British social anthropologist, ethnographer and professor

Julian Alfred Lane Fox Pitt-Rivers (16 March 1919 – 12 August 2001) was a British social anthropologist, an ethnographer, and a professor at universities in three countries.

==Family background==
Pitt-Rivers was a great-grandson of the archaeologist Augustus Pitt Rivers. His father was the anthropologist and propertied aristocrat George Henry Lane-Fox Pitt-Rivers and his mother, Mary Hinton, was an actress and daughter of the governor-general of Australia, the 1st Baron Forster. His parents divorced in 1930, and through his father's second marriage (1931–1937) he gained as his stepmother Dr Rosalind Pitt-Rivers, an eminent biochemist.
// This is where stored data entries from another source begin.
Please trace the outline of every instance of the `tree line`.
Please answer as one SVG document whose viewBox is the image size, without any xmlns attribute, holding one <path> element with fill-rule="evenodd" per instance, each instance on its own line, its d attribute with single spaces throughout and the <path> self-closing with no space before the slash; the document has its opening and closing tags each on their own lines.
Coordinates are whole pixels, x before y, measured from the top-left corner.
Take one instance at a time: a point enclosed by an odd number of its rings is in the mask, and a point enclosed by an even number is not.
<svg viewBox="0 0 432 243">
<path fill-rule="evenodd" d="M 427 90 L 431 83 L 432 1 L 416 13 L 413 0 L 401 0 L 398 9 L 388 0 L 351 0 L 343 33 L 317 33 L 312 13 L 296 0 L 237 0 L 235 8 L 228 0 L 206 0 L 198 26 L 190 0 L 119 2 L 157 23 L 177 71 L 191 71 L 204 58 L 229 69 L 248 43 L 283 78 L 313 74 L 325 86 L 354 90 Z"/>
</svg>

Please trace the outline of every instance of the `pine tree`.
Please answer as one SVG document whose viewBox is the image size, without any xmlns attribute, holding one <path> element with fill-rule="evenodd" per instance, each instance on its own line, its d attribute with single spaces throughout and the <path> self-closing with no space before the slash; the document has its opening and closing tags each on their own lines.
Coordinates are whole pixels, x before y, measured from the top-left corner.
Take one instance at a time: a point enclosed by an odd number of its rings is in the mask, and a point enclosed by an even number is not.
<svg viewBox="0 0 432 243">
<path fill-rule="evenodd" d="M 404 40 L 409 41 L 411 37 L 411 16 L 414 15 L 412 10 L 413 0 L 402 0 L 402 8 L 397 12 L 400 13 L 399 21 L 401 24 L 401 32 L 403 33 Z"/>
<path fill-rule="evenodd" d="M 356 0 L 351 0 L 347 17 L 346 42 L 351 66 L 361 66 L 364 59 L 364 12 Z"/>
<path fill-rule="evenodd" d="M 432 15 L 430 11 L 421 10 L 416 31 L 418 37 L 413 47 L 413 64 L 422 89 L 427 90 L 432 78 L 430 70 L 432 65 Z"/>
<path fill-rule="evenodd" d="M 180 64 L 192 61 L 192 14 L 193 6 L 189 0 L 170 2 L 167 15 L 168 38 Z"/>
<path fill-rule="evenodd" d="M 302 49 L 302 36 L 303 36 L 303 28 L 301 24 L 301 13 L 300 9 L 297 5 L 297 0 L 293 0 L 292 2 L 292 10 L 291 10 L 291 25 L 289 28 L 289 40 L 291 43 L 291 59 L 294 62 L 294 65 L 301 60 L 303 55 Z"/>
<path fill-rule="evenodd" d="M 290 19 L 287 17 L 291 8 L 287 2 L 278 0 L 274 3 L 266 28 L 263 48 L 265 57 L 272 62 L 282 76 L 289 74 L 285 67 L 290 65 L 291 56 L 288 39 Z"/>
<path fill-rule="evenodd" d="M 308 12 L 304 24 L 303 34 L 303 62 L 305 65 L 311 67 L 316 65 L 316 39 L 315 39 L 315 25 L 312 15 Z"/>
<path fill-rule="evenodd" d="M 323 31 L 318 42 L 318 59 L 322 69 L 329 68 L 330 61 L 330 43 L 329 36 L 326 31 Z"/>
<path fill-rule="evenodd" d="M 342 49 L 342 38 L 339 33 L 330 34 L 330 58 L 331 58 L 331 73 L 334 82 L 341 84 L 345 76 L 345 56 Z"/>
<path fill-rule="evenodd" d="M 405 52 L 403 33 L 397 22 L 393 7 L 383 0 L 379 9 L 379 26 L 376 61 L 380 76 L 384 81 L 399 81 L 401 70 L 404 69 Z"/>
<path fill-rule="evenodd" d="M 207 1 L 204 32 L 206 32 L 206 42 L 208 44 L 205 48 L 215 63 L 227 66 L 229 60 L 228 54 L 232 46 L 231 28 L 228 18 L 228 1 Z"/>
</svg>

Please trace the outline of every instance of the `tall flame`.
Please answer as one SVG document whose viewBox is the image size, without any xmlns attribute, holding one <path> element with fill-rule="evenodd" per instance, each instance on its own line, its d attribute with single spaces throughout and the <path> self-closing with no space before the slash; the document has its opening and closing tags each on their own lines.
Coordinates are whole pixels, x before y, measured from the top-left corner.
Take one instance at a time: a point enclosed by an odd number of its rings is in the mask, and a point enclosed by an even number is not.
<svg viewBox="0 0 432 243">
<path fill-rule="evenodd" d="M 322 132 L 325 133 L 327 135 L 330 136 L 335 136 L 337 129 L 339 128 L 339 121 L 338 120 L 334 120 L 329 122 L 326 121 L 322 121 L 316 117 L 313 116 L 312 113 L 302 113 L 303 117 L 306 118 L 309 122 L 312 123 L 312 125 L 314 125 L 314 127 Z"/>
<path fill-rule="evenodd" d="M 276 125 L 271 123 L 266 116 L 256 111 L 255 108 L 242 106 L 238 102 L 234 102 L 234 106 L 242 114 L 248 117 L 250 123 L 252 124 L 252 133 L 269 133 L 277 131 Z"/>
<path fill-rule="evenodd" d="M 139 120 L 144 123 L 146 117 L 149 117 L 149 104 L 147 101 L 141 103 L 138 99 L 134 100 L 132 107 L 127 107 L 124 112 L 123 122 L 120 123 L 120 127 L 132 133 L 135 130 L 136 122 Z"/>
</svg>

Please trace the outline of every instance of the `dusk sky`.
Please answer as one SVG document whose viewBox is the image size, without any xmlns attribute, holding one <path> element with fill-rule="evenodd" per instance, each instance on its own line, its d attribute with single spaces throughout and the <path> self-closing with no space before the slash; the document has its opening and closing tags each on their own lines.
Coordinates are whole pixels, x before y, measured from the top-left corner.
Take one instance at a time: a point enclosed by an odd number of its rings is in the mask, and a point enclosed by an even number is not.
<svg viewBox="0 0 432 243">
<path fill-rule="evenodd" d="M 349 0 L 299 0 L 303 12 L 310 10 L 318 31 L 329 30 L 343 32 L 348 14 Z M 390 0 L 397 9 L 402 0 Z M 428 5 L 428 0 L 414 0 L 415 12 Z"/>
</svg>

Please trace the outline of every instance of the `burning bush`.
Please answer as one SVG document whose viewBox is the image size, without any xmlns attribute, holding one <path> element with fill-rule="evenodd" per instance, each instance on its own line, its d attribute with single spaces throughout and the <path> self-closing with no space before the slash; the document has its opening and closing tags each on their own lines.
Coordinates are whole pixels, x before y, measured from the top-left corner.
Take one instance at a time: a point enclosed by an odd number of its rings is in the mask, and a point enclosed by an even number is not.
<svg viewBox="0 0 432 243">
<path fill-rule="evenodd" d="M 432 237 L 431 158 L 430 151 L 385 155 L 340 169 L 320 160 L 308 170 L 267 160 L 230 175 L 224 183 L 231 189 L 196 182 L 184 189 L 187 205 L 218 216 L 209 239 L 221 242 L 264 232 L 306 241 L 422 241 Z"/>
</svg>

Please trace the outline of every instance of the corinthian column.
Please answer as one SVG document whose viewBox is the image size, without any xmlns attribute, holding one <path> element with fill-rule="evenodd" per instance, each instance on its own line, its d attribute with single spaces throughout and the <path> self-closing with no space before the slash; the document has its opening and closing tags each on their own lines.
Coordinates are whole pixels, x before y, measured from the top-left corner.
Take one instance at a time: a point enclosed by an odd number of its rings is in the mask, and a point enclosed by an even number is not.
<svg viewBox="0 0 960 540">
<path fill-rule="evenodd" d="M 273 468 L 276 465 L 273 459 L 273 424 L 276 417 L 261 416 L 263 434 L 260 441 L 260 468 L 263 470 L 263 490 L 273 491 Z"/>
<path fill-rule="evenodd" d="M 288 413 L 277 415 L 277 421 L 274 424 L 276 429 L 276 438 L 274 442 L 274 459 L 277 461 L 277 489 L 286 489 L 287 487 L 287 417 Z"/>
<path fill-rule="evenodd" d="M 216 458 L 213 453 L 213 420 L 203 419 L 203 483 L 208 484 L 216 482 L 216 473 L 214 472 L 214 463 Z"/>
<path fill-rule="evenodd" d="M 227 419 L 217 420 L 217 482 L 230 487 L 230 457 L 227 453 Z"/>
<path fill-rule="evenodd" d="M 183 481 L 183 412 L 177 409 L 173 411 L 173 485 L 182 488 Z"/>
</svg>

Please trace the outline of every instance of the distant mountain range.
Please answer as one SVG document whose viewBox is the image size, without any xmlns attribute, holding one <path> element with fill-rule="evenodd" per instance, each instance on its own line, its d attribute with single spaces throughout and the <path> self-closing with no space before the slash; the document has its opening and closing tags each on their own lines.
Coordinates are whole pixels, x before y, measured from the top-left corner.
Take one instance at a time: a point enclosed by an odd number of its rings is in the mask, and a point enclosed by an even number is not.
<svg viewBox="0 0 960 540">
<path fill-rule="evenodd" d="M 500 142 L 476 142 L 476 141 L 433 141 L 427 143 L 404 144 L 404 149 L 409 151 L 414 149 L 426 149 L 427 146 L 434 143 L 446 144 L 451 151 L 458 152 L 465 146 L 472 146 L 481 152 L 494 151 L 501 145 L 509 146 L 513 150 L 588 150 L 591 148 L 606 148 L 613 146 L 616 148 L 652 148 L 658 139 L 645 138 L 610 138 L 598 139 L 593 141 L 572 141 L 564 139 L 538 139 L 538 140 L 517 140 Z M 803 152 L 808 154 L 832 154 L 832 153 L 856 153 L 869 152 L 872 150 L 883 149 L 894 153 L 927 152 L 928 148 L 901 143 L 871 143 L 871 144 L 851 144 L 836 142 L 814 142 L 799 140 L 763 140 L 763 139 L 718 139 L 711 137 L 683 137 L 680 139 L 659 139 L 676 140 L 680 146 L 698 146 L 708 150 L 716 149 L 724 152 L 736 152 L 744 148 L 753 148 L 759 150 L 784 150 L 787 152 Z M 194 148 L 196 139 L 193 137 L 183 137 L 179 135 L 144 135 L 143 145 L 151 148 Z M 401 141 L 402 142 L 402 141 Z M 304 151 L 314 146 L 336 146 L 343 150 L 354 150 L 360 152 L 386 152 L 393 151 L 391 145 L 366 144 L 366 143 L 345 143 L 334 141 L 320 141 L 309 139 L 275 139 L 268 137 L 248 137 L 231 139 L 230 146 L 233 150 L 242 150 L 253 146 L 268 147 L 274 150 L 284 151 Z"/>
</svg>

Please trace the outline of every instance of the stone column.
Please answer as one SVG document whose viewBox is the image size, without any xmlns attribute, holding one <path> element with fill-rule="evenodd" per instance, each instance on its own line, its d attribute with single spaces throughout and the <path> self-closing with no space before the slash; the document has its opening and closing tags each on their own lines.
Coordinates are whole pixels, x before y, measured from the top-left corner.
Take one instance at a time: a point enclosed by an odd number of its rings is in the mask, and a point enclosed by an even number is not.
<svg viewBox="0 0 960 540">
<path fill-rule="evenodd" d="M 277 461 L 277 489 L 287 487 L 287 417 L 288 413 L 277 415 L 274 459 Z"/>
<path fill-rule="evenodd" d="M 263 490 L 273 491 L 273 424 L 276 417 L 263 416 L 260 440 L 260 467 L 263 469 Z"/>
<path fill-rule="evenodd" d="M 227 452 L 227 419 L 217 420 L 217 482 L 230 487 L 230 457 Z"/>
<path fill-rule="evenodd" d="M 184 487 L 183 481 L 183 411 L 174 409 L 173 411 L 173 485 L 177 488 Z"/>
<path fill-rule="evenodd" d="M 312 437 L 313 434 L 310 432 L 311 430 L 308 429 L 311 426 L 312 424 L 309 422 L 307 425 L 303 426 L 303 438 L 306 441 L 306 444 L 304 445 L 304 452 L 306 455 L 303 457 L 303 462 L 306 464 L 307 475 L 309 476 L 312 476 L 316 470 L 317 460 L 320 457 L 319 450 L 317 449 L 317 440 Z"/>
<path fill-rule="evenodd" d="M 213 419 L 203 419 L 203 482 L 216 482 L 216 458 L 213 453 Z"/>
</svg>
He had two brothers, one by each of his father's marriages. His elder brother Michael inherited their father's substantial estates, and in the 1950s was caught in a legal case which contributed to national debate. His younger half-brother Anthony was born in 1932. After the war, his father fell in love with Stella Lonsdale; she changed her name to his, but they never married. When George Pitt-Rivers died in 1966, he left much of his fortune to her.

==Education and scholarship==
Julian Pitt-Rivers attended Eton College and Worcester College, Oxford. Through his work as an ethnographer of empathic considerations for cultural diversity, he rebelled against his father, a Mosleyite eugenicist who was interned by the British government in the early years of World War II.

Pitt-Rivers received his doctorate in 1953, which was derived from his fieldwork in Andalusia, Spain, that led to his publication of the classic anthropological text The People of the Sierra in 1954. The introduction was provided by his Oxford professor, E. E. Evans-Pritchard. He taught at the University of California, Berkeley and the University of Chicago. In addition, he taught at the London School of Economics and several universities in France, including the École Pratique des Hautes Études in Paris (now the École des Hautes Études en Sciences Sociales).

==Personal life==
Pitt-Rivers was married three times. His first wife, whom he married on 17 August 1946, was Pauline Laetitia Tennant, daughter of actress Hermione Baddeley and aristocrat David Tennant. They divorced in 1953. In 1955, he married Margarita Larios y Fernández de Villavicencio, the former wife of Miguel, duke of Primo Rivera; they divorced in 1971. His third wife, whom he married in 1971, was Françoise Geoffroy, who survived him. He had no children. During his last years, he was affected by dementia that set in nearly five years before his death in 2001 and while he was still producing excellent work.

==Publications==
- Pitt-Rivers, Julian. The fate of Shechem:or, The politics of sex: essays in the anthropology of the Mediterranean. Cambridge [Eng.]; New York: Cambridge University Press, 1977.
- Pitt-Rivers, Julian, Ed., Mediterranean countrymen;essays in the social anthropology of the Mediterranean, Paris: Mouton, 1963.
- Pitt-Rivers, Julian Alfred, The people of the Sierra. Introd. by E. E. Evans-Pritchard. New York: Criterion Books, 1954.